Het is dus de vraag in hoeverre het mogelijk is de locatie Jan Massink­hal in te zetten bij de realisatie van het Huis van de Topsport. Moge­lijk zijn er ook andere locaties, zo­als nabij het toekomstige station Ressen in de Betuwe. De bouw van dit station zou daarmee een flinke impuls krijgen. De sportwe­reld zal er uiteraard de voorkeur aan geven alles te concentreren binnen één gebouw. Voor natuur en duurzaamheid is dit echter ze­ker niet de beste optie.

Wethouder Depla schermt met een intentieovereenkomst met alle betrokkenen.
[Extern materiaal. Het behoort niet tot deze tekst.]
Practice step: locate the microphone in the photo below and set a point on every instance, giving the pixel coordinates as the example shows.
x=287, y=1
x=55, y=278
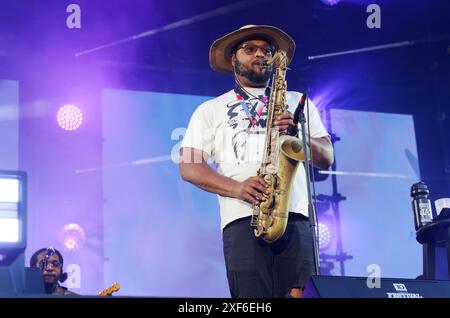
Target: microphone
x=293, y=129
Natuur- en milieuor­ganisaties alsmede de buurt, ook direct betrokkenen, horen daar he­laas niet bij. Ook de gemeenteraad dreigt min of meer gepasseerd te worden. Want hoe kan de raad straks nog nee zeggen tegen een in­tentieovereenkomst met zoveel partijen? Een open onderzoek is op zijn plaats waarbij voor- en na­delen tegen elkaar worden afgewo­gen en waarin alternatieve locaties betrokken worden. In plaats daar­van wordt nu getracht de plannen met de Goffert er weer ouderwets door te drukken, ten koste van het groen en zonder serieus naar alter­natieven te kijken.

Ronald Aalders is lid van Mileudefensie Nijmegen.